DIE WILDTAUBE

Es war einmal eine arme Bauersfrau. Sie hatte ein Büblein, das mußte die einzige Kuh, die sie noch besaß, täglich auf die Weide treiben. Da das Büblein aber am liebsten im Wald umhersprang, Blumen und Beeren pflückte und dem lustigen Spiel der Vöglein zusah, verirrte es sich einmal und konnte lange nicht den Rückweg finden.

Als der Knabe nach vielem Suchen endlich aus dem Wald herauskam, war die Kuh nicht mehr da, und da es gegen Abend ging, mußte er allein heimkehren.

Zu Hause gab es ärgerliche Worte und Schläge von der Mutter. In ihrem Zorn schrie sie zuletzt: "O wärst du doch zu einem Vogel geworden, da könntest du immer im Wald sein!"

Kaum aber hatte die Frau diese Verwünschung ausgestoßen, erhob sich unter furchtbarem Getöse ein mächtiger Windstoß, und über das Haus flog im selben Augenblick eine Wildtaube, in die das unfolgsame Büblein zum Schrecken der Mutter verwandelt worden war.

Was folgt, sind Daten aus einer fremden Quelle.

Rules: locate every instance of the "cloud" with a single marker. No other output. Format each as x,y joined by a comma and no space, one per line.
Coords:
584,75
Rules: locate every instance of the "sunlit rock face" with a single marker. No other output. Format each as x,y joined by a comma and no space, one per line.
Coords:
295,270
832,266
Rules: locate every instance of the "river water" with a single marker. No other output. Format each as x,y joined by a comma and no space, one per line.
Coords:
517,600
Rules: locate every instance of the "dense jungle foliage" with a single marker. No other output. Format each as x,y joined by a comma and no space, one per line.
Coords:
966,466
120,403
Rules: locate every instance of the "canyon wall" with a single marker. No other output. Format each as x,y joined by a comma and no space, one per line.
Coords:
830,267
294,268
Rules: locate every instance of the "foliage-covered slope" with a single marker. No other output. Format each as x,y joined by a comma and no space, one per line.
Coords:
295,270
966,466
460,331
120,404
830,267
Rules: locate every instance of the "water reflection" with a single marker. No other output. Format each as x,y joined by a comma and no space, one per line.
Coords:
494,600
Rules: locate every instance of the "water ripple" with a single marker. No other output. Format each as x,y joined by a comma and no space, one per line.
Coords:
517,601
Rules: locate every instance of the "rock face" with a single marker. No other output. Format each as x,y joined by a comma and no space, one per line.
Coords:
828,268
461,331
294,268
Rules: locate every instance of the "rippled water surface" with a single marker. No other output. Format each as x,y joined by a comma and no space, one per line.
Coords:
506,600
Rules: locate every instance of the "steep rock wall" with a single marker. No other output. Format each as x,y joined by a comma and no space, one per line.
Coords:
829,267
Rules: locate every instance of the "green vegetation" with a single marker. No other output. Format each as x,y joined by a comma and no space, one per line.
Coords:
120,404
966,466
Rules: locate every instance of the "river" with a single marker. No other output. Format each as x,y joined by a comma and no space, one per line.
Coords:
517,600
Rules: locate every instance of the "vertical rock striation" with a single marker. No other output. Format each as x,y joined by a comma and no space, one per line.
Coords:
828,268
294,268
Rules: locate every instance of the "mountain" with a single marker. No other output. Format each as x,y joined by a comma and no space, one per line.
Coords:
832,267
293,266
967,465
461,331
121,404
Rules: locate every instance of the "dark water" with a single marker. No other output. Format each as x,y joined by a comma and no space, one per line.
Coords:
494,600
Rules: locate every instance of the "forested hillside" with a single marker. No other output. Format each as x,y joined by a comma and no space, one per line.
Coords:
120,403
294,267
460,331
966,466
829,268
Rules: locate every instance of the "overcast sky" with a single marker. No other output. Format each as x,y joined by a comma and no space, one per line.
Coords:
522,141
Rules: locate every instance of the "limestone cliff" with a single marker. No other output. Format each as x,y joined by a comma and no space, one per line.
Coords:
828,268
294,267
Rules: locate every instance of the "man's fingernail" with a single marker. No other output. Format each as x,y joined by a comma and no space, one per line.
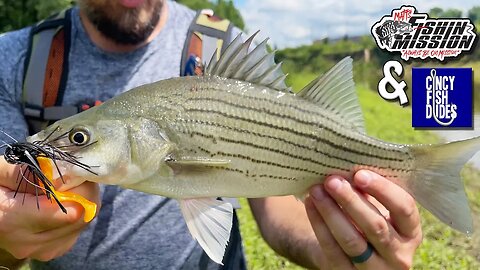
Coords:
334,183
363,178
317,193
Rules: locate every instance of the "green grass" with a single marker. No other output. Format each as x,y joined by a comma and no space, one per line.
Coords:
442,248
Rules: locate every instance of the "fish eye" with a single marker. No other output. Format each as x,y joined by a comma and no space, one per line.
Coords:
79,136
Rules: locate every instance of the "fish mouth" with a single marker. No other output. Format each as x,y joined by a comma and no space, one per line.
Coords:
40,163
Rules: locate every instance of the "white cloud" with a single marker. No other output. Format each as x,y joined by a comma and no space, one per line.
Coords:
292,23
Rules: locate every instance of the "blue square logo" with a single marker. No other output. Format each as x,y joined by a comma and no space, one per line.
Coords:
442,97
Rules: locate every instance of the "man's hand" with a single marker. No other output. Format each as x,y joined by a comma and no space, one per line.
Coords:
39,233
346,219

Bald darauf kam die Kuh wieder heim. Die Mutter aber rang die Hände und schrie und jammerte bei Tag und Nacht: "Bua, kimm, Bua, kimm, die Kuah is schon da!"

Der Wind trug ihre laute Klage hinaus zu den Wildtauben im tiefen Wald. Das Büblein jedoch kam nicht mehr, und die arme Bauernfrau weinte sich die Augen blind. Endlich brach ihr der Gram über den Verlust des Kindes das Herz.

Aber noch heute wehklagen die Wildtauben im Wald, wenn der Sturmwind durch die rauschenden Blätter fährt: "Bua, kimm, Bua, kimm, die Kuah is schon da!"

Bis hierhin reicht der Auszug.